Un istante di troppo (racconto lesbo)

Due ragazze, in macchina. Un film appena visto con cinque adolescenti che si uccidono, una madre cretina, un pischello da scoparsi con gli occhi.
I saluti sembrano non finire mai. Nella penombra dei lampioni lontani, parlano ancora del film, di libri, di musica. E non riescono a salutarsi.

Non è molto che si conoscono, ma le loro frasi si rincorrono e si abbracciano come se fossero amiche da sempre. Le risate dell’una accendono gli occhi dell’altra, le esperienze dell’una si specchiano e rivivono in quelle dell’altra.

E’ tutto un rincorrersi, ma di sguardi. Un giocare, ma con le parole.

Si sono già salutate due volte, poi un nuovo spunto, un vecchio ricordo, qualsiasi cosa pur di non scendere dalla macchina, e andarsene ognuna per la propria strada. Pur di non doversi dare quei due baci sulla guancia che potrebbero facilmente diventare uno, sulle labbra.

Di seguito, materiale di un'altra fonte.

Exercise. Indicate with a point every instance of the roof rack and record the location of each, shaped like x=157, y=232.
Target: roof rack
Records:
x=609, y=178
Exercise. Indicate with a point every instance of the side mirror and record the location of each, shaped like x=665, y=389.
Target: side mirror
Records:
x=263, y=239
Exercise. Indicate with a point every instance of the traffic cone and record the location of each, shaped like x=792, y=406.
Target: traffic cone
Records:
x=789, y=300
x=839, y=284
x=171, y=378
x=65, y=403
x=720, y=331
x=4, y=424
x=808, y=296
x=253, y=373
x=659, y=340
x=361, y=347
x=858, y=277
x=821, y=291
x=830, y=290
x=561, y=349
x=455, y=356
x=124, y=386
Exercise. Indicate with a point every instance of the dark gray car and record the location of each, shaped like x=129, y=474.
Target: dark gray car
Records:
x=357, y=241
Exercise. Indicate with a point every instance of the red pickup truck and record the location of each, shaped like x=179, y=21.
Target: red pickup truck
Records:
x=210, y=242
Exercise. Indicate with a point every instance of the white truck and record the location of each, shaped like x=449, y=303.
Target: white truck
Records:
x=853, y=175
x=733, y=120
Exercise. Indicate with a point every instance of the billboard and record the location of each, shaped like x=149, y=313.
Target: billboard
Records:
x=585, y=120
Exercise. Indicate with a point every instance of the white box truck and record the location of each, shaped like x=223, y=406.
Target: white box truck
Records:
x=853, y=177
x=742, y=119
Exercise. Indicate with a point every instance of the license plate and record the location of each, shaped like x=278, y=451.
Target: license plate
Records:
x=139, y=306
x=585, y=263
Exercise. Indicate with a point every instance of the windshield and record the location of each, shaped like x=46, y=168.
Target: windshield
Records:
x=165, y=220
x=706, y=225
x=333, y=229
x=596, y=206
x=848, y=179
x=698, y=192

Una è seduta sul sedile con le ginocchia rannicchiate al petto, i piedi scalzi e feriti dalla danza, impunemente poggiati sul sedile. L’altra ha bevuto una mistura micidiale servita da una deliziosa cameriera; avrebbe voglia di fumare, ma non vuole darle una scusa per andarsene, neanche per scherzo.

Il tempo passa, poi, finalmente, una si decide. Si avvicina per il primo bacio sulla guancia, che fila liscio. Il secondo già è meno limpido, e gli angoli delle bocche si sfiorano. Appena.

La bionda, quella che ama mettere i piedi dappertutto, fa per scendere, la mano già sulla maniglia, poi ci ripensa, torna indietro.

Valuta un attimo lo sguardo interrogativo che le sta di fronte e parla di nuovo, tirando fuori il coraggio da chissà dove:

– Senti…

L’altra sembra che stia per parlare, ma l’istinto le dice di tacere, di non spezzare questo istante che sembra diventato improvvisamente incandescente.

– …chiudi gli occhi.

Gli occhi si chiudono, i cuori si fermano in attesa, eccitati. I volti serissimi, i vetri appannati.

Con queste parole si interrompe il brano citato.